Prove that two of the straight lines represented by $x^3+bx^2y+cxy^2+y^3 = 0$ will be at right angles if $b+c=-2$.
I divided whole equation by $y^3$ to get a cubic in $\frac{x}{y}$. I guess product of two roots of this equation should be $-1$ but I am unable to derive a condition for that.
On
Let $y=mx$.
Thus, me need $$m^3+bm^2+cm+1=0$$ with $m_1m_2=-1$ and since $m_1m_2m_3=-1$,
we obtain $m_3=1$ and $$1+b+c+1=0$$ or $$b+c=-2.$$
Id est, we proved a bit of more:
Two of the straight lines represented by $$x^3+bx^2y+cxy^2+y^3=0$$ will be at right angles iff $b+c=-2$.
Because if $b+c=-2$ we see that one of roots of the following equation $$m^3+bm^2+cm+1=0$$ is $m_1=1$, which gives $m_2m_3=-1$ and we are done!
This is a homogenous equation in third degree, representing 3 straight lines passing through (0,0)

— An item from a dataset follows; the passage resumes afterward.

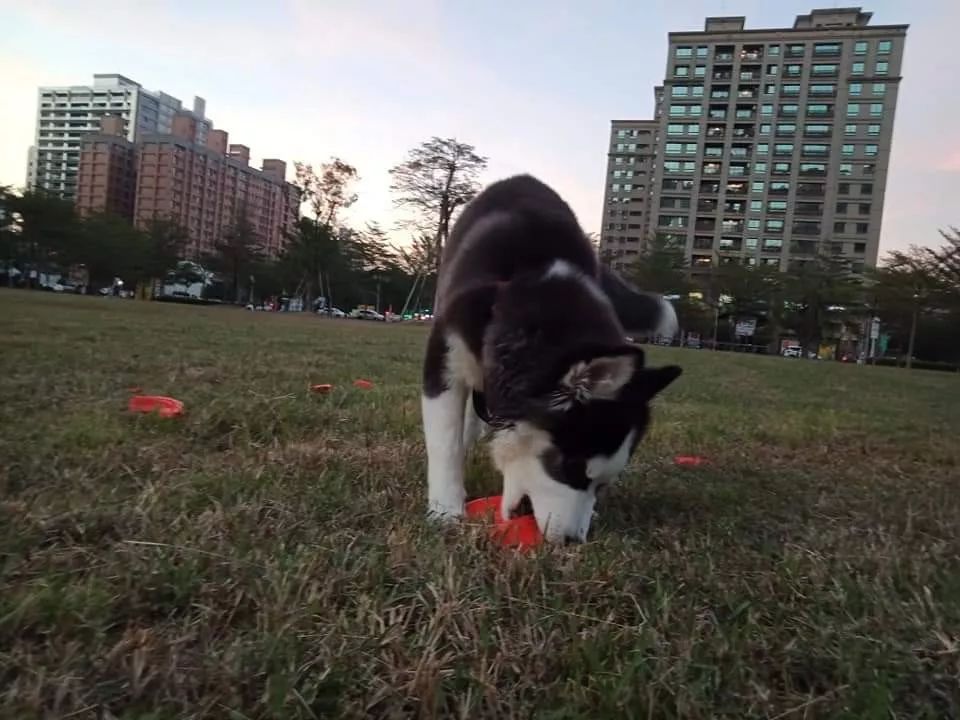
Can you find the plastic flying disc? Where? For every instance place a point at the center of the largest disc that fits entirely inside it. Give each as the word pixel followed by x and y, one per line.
pixel 163 406
pixel 519 532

So we have slope = $\dfrac{y}{x} =m$. We may now form cubic in $m$, having three roots $m_1, m_2, m_3$.
$$m^3+cm^2+bm+1 =0$$
From vieta theorem, we have product of roots:
$$m_1m_2m_3 = -1$$
But we also know that if two of the lines are perpendicular, then product of two of the three slopes will be $-1$. So the third slope will be $1$ and $m=1$ is a root of the cubic.
Therefore $b+c+2=0$
Edit
As Mr Rozenberg points out, we are given that $b+c = -2$, which implies that $m=1$ is a root. Since we had product of the three roots $m_1m_2m_3 = -1$ and one slope as $1$, product of other two slopes is $-1$.